Keep » History » Version 2

« Previous - Version 2/26 (diff) - Next » - Current version
Tom Clegg, 04/10/2013 06:04 PM


Keep

Keep is a distributed content-addressable storage system designed for high performance in I/O-bound cluster environments.

Notable design goals and features include:

  • High scalability
  • Node-level redundancy
  • Maximum overall throughput in a busy cluster environment
  • Maximum data bandwidth from client to disk
  • Minimum transaction overhead
  • Elimination of disk thrashing (commonly caused by multiple simultaneous readers)
  • Client-controlled redundancy

Design

The above goals are accomplished by the following design features.

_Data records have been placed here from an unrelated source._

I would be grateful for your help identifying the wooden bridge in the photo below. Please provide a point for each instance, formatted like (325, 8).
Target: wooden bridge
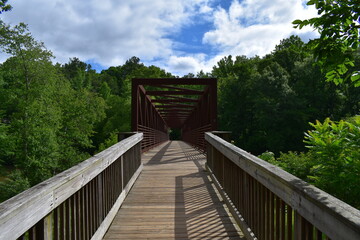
(203, 187)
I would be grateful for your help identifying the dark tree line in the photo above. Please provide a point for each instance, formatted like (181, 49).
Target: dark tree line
(54, 116)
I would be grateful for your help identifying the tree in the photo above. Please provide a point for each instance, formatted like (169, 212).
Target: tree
(4, 7)
(339, 26)
(32, 114)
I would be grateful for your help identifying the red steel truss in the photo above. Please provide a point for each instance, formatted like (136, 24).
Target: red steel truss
(159, 104)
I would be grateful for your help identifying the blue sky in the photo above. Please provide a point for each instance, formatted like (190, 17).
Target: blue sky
(180, 36)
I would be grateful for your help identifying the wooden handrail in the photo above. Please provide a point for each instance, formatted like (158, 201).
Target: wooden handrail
(270, 203)
(79, 202)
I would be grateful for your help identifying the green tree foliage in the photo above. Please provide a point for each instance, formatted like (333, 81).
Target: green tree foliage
(47, 121)
(339, 25)
(267, 102)
(336, 162)
(333, 160)
(4, 7)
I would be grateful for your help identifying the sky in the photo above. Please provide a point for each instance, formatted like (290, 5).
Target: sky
(180, 36)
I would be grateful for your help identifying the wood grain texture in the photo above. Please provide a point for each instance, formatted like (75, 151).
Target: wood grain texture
(331, 216)
(24, 210)
(173, 198)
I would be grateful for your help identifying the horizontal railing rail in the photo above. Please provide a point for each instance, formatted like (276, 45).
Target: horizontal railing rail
(79, 203)
(270, 203)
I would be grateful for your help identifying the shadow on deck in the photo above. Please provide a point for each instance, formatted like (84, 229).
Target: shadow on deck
(173, 198)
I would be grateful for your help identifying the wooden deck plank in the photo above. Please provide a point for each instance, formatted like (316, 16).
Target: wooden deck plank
(173, 198)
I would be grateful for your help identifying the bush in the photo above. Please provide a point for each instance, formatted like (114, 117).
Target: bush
(336, 156)
(14, 184)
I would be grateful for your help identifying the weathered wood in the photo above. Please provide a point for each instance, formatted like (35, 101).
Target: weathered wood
(333, 217)
(21, 212)
(173, 198)
(99, 234)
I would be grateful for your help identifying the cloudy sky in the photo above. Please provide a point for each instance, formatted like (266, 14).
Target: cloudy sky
(180, 36)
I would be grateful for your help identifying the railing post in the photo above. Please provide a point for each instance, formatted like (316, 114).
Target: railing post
(48, 226)
(226, 135)
(123, 135)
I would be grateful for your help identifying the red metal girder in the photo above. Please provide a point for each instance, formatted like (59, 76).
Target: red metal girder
(174, 106)
(174, 81)
(175, 110)
(174, 100)
(180, 88)
(182, 92)
(180, 98)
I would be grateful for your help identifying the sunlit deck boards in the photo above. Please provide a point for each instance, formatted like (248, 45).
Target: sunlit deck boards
(173, 198)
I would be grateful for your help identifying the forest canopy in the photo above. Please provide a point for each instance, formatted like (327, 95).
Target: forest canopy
(53, 116)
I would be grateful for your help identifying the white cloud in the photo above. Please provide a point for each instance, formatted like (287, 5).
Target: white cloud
(109, 31)
(254, 27)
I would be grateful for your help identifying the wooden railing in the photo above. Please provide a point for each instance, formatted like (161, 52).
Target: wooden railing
(269, 203)
(79, 203)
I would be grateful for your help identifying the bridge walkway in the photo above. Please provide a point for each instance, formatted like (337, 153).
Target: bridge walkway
(173, 198)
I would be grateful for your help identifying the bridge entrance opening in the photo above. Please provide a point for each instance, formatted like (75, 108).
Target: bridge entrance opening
(175, 134)
(162, 107)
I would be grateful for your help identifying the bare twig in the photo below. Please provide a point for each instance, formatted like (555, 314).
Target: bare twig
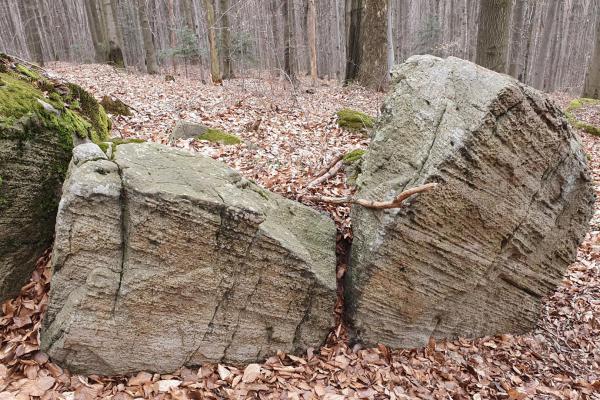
(396, 202)
(330, 165)
(329, 172)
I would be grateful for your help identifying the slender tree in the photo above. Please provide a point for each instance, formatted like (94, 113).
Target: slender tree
(215, 71)
(515, 38)
(289, 38)
(353, 35)
(149, 49)
(172, 31)
(226, 40)
(311, 22)
(373, 69)
(32, 33)
(494, 34)
(592, 80)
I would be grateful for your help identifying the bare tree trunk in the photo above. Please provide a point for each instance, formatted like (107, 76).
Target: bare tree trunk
(312, 38)
(31, 27)
(494, 34)
(373, 67)
(226, 41)
(540, 64)
(150, 51)
(390, 37)
(592, 79)
(212, 41)
(515, 38)
(172, 31)
(97, 32)
(289, 54)
(353, 37)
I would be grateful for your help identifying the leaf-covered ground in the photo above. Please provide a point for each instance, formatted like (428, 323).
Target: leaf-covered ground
(295, 138)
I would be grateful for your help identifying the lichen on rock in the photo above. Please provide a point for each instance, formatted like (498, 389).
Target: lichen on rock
(37, 134)
(183, 254)
(570, 112)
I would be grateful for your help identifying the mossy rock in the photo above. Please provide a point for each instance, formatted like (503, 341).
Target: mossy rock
(219, 136)
(575, 105)
(115, 106)
(354, 120)
(38, 130)
(353, 156)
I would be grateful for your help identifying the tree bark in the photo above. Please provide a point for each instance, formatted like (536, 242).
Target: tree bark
(215, 72)
(172, 31)
(494, 34)
(311, 22)
(592, 79)
(149, 49)
(353, 37)
(540, 64)
(515, 38)
(289, 38)
(226, 41)
(32, 33)
(373, 66)
(99, 38)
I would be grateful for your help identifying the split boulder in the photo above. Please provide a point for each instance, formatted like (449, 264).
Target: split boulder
(476, 255)
(164, 259)
(40, 121)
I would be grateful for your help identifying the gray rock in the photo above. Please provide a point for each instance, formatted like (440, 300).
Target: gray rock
(187, 130)
(164, 259)
(87, 152)
(476, 255)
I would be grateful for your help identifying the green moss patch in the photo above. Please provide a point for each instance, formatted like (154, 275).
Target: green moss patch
(354, 120)
(89, 107)
(219, 136)
(115, 106)
(575, 122)
(28, 73)
(353, 156)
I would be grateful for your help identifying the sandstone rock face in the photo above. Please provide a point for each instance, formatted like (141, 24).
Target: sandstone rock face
(476, 255)
(37, 134)
(164, 259)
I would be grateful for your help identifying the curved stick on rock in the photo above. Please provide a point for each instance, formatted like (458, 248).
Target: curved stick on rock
(396, 202)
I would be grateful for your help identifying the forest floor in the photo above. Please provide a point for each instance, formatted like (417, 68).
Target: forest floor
(296, 137)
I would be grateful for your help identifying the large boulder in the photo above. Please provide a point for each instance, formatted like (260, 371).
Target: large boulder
(40, 120)
(476, 255)
(164, 259)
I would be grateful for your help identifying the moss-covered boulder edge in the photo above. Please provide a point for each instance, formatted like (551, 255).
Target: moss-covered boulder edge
(41, 119)
(215, 135)
(354, 120)
(577, 123)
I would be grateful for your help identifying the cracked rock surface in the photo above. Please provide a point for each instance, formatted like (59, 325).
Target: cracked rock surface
(164, 259)
(476, 255)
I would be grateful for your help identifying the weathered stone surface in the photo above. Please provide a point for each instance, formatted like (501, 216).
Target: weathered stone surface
(164, 259)
(37, 133)
(476, 255)
(187, 130)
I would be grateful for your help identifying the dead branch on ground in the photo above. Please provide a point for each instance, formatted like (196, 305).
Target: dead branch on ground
(396, 202)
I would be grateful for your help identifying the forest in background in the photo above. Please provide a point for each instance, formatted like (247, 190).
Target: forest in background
(551, 41)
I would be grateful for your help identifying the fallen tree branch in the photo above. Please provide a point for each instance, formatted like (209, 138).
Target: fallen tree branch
(396, 202)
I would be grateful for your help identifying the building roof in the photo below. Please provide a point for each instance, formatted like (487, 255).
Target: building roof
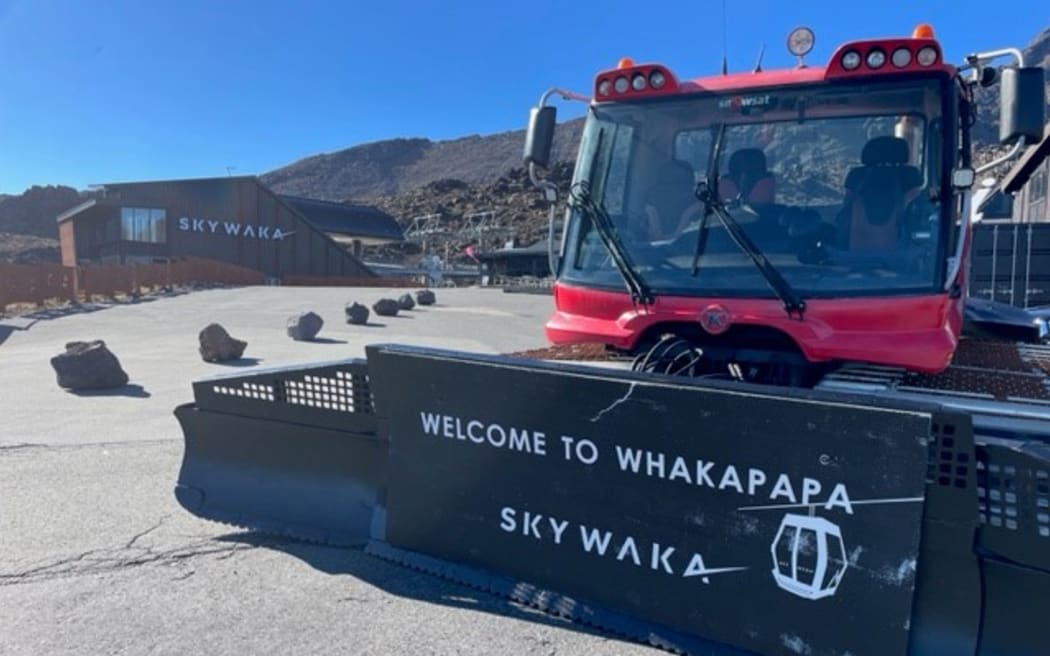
(356, 220)
(64, 216)
(1028, 163)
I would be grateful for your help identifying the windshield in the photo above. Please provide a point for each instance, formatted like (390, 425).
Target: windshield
(837, 186)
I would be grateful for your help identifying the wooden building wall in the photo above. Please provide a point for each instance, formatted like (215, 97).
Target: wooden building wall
(208, 218)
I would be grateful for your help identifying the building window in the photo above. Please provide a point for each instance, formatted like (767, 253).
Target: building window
(1037, 186)
(140, 224)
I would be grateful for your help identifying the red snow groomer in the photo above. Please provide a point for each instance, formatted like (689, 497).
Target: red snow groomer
(780, 223)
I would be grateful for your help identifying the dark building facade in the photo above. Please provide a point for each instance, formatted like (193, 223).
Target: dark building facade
(233, 219)
(1028, 181)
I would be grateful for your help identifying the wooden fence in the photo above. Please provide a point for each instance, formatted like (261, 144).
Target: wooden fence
(38, 283)
(310, 280)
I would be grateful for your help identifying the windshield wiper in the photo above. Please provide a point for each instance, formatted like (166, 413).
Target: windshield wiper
(707, 192)
(581, 198)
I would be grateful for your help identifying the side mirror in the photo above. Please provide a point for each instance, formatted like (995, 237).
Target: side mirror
(540, 135)
(999, 205)
(1022, 104)
(962, 178)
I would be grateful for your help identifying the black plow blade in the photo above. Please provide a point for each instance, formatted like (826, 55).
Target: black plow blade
(286, 451)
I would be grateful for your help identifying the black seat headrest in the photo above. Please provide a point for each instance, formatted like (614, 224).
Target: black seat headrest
(675, 177)
(885, 151)
(750, 161)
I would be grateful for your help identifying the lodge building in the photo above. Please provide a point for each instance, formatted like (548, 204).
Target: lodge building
(232, 219)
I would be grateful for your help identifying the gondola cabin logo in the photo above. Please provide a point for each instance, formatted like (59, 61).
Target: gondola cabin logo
(232, 229)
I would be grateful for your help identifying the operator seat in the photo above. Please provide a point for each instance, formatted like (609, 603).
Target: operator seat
(877, 195)
(672, 192)
(748, 180)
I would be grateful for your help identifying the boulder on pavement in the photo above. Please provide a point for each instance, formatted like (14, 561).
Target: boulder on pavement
(386, 308)
(88, 365)
(305, 326)
(216, 345)
(357, 314)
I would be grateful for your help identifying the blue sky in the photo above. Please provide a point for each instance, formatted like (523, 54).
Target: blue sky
(104, 90)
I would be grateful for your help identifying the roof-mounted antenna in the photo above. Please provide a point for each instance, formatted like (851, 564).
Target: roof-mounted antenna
(758, 64)
(725, 42)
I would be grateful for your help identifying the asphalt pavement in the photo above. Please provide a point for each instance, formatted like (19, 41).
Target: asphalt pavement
(96, 555)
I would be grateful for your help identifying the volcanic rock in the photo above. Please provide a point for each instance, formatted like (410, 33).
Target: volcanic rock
(305, 326)
(216, 345)
(357, 314)
(88, 365)
(386, 308)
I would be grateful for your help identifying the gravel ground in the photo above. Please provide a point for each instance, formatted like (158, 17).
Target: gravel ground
(96, 556)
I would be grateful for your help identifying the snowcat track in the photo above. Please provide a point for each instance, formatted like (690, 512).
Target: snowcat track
(284, 452)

  • Data is transferred directly between the client and the physical node where the disk is installed.
  • Data collections are encoded in large (≤64 MiB) blocks to minimize short read/write operations.
  • Each disk accepts only one block-read/write operation at a time. This prevents disk thrashing and maximizes total throughput when many clients compete for a disk.
  • Storage redundancy is directly controlled, and can be easily verified, by the client simply by reading or writing a block of data on multiple nodes.
  • Data block distribution is computed based on the MD5 digest of the data block being stored or retrieved. This eliminates the need for a central or synchronized database of block storage locations.

Components

The Keep storage system consists of data block read/write services, SDKs, and management agents.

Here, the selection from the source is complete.